Review for NeurIPS paper: Semantic Visual Navigation by Watching YouTube Videos

NeurIPS 2020

Semantic Visual Navigation by Watching YouTube Videos

Review 1

Summary and Contributions: The paper proposes an approach to learning improved semantic navigation policies in indoor environments by building a pseudo-labeled dataset from YouTube videos. The approach requires less labeled data than previous work and makes use of a small action prediction model to learn a strong high-level planning policy, then delegating short-term navigation to a standard algorithm.

Strengths: The method requires very few interaction samples compared to other similar approaches and cleverly leverages a large collection of YouTube video. The high-level navigation policy seems to capture the biases common to locations of target objects in scenes and assigns somewhat reasonable values to views it perceives. The inverse model seems effective enough in providing useful data for off-policy Q learning. The empirical evaluation is well-conducted and convincing, demonstrating the effectiveness of the approach.
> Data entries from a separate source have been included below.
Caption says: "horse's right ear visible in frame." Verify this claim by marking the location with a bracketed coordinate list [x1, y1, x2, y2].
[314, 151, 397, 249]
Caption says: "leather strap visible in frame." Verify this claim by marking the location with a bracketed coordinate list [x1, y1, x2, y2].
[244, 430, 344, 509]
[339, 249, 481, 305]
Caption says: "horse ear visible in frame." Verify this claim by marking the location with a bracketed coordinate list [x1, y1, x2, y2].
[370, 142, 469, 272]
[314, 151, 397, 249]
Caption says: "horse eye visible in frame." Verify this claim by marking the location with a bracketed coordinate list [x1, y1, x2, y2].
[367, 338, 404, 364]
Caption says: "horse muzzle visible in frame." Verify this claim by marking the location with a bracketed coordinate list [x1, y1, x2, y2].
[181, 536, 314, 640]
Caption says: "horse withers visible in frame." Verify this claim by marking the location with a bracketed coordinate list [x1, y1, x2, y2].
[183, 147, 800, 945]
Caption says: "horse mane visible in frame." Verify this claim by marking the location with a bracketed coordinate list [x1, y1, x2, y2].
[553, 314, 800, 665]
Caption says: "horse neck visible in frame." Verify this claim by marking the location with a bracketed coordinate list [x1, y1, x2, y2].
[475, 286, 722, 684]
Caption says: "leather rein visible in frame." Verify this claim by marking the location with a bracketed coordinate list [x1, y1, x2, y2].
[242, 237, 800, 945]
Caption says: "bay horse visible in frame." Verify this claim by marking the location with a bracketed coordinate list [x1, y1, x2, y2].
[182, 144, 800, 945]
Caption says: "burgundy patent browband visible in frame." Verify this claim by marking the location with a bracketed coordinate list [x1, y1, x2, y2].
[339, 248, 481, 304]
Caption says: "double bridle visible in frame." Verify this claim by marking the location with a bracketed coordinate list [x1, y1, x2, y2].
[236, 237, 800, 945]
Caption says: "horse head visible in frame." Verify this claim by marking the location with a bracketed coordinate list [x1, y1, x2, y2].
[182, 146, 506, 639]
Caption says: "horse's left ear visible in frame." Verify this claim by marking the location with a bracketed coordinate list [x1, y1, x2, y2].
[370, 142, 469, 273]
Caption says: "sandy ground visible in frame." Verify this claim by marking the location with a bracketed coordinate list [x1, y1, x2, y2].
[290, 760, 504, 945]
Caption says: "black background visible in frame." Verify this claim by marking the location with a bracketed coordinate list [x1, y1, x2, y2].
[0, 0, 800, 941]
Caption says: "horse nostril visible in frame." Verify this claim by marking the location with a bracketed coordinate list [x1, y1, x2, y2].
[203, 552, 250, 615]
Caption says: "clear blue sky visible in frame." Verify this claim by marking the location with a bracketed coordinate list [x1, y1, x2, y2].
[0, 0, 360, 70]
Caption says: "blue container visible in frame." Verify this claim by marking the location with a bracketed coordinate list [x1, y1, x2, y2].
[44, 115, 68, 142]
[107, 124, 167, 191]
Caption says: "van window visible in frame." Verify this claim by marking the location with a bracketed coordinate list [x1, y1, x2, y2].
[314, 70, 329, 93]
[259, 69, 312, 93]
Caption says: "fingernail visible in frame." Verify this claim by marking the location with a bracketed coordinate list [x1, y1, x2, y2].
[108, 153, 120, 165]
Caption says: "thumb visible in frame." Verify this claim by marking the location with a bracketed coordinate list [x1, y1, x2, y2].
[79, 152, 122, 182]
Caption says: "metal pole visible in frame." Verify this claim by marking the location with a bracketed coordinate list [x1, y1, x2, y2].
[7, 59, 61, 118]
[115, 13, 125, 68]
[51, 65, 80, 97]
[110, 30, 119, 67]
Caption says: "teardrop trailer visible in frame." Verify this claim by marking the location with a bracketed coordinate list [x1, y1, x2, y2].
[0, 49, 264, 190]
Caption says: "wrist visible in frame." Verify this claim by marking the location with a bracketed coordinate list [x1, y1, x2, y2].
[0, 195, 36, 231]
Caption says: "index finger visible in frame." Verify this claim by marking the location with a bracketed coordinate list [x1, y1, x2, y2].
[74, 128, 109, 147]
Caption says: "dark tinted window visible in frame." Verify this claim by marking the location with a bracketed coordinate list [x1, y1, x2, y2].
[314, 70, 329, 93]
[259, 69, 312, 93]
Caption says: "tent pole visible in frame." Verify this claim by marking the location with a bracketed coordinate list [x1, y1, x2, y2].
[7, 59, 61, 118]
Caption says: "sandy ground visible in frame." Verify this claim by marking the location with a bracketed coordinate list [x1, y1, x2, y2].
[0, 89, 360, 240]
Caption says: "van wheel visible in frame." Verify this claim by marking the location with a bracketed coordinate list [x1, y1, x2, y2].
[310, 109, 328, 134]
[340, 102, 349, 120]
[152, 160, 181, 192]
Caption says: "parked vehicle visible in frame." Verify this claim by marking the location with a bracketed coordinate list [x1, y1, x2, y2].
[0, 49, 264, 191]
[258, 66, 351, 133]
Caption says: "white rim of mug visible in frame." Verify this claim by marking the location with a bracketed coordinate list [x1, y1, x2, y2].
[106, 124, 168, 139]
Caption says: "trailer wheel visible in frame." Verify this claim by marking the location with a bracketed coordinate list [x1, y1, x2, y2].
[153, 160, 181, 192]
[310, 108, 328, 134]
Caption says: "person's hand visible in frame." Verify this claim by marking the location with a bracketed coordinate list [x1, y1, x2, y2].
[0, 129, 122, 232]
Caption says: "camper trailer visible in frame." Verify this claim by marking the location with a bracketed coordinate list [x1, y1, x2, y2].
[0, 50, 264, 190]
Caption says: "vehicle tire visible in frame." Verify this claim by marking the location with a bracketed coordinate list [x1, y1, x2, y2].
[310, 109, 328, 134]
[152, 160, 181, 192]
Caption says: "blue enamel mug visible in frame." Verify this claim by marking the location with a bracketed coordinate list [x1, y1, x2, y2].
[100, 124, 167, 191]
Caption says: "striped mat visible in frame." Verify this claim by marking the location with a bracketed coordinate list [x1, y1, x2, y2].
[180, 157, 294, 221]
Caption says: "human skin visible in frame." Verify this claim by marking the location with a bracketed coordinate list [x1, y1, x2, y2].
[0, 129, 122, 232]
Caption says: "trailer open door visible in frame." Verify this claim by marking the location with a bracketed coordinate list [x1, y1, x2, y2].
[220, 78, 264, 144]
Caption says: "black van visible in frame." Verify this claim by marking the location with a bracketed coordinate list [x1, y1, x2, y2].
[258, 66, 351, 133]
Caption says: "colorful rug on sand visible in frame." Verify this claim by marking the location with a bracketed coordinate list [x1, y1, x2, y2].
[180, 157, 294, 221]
Weaknesses: It would be nice to see something like this work without the traditional algorithm for shorter-term navigation which requires a lot of sensor information, but I understand that is somewhat outside the scope of the paper's goal (which is more explicitly to learn the higher-level navigation). I would also be interested in seeing whether the policy it learns indoors transfers to outdoors scenes (is this present in the Gibson videos used for evaluation?). Unless I am misunderstanding, I believe this model cannot transfer to new goal objects at test time (i.e. a coffee machine that also has a detector), since it learns a class-specific value network at training. Is it possible to run the algorithm with a fixed-size priority heap, i.e. without keeping a history of the 12 views gathered from each node explored? This seems like a negative of computational and storage cost.

Correctness: Yes, the claims made are reasonable and accurately reflect the nature of the paper.
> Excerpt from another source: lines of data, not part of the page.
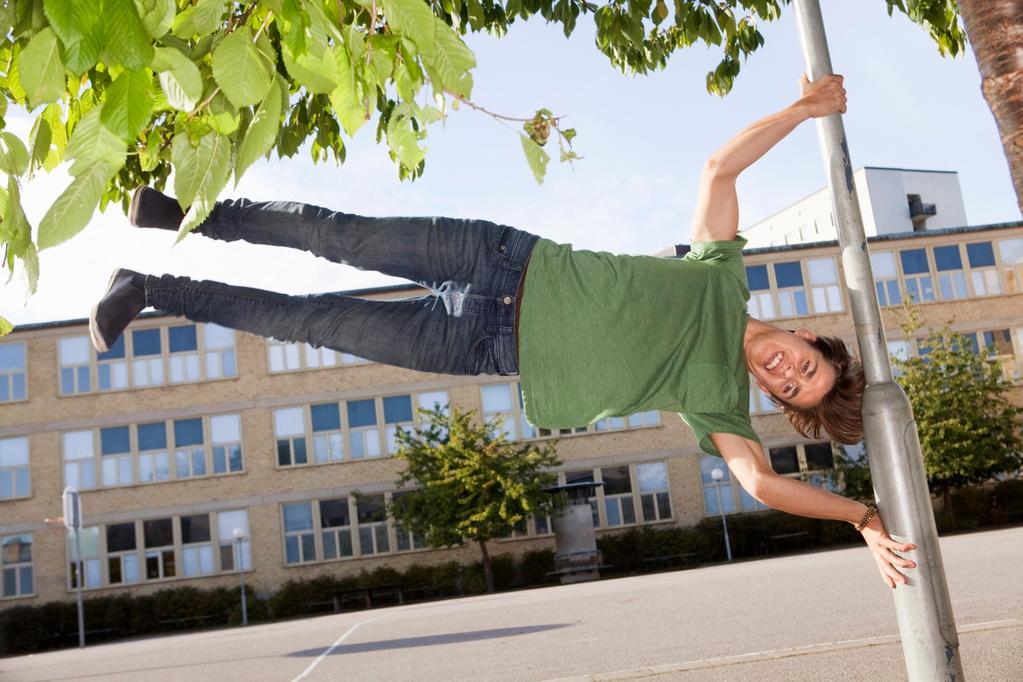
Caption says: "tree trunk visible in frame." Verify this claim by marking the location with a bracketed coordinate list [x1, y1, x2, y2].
[959, 0, 1023, 212]
[477, 540, 494, 594]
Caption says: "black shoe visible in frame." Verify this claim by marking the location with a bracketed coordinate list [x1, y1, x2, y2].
[89, 268, 145, 353]
[128, 187, 185, 231]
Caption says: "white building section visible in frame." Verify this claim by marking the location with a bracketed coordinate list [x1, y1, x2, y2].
[741, 166, 969, 247]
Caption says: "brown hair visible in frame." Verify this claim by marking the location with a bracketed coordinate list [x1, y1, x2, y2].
[768, 336, 866, 445]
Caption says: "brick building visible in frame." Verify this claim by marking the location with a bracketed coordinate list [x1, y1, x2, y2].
[0, 223, 1023, 608]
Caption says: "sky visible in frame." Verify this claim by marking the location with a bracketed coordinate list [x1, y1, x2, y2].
[0, 0, 1020, 325]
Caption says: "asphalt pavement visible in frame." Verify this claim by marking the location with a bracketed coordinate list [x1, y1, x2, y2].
[0, 528, 1023, 682]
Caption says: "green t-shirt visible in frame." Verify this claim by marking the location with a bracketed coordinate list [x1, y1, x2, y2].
[519, 237, 757, 455]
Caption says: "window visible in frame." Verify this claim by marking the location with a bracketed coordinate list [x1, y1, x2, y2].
[899, 248, 935, 303]
[57, 336, 92, 396]
[0, 344, 29, 402]
[142, 518, 177, 580]
[106, 521, 139, 585]
[871, 252, 902, 308]
[356, 495, 391, 556]
[384, 396, 415, 455]
[319, 497, 355, 559]
[700, 455, 736, 516]
[0, 535, 36, 598]
[636, 462, 671, 521]
[174, 417, 207, 479]
[210, 414, 242, 473]
[746, 265, 775, 320]
[203, 323, 238, 379]
[309, 403, 345, 464]
[806, 257, 845, 314]
[267, 338, 369, 373]
[347, 398, 383, 459]
[167, 324, 202, 383]
[998, 237, 1023, 293]
[966, 241, 1002, 297]
[480, 383, 537, 441]
[180, 513, 217, 578]
[131, 328, 164, 388]
[273, 407, 309, 466]
[63, 431, 96, 490]
[601, 465, 636, 528]
[774, 261, 810, 317]
[99, 426, 134, 487]
[934, 244, 968, 301]
[283, 502, 316, 564]
[96, 334, 128, 391]
[0, 438, 32, 500]
[217, 509, 253, 571]
[68, 526, 103, 590]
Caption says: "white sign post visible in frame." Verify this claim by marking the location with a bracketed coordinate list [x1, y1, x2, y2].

Clarity: Overall, the paper structure is clear, with sufficient details provided in Supplementary Material to understand the method in detail and its results. Details in the main paper are a bit light at times, but they are provided in Supplementary.

Relation to Prior Work: The discussion of prior work is reasonable. The relationship to [39], which I believe to be the nearest neighbor of this paper, is fairly discussed, and the application of the inverse model to a collection of real-world videos to yield noisy learning signal for navigation is novel to my knowledge.

Reproducibility: Yes

Additional Feedback:

Review 2

Summary and Contributions: Paper presents a novel methodology for learning in-door navigation policies from unlabelled video data. The agent learns to solve the ObjectGoal task (navigating a house to find an object such as a bed) by learning the Q-function from observing YouTube videos of house demostrations. These videos captures semantic about house layouts that provides guidance when navigating a previously unvisited house. The paper demonstrates that their method outperforms other methods such as direct RL and imitation learning. The great drawback is the lack of comparison to other state of the art navigation agents, yet I think the present methodology is interesting enough and orthogonal to previous work that the paper should be accepted.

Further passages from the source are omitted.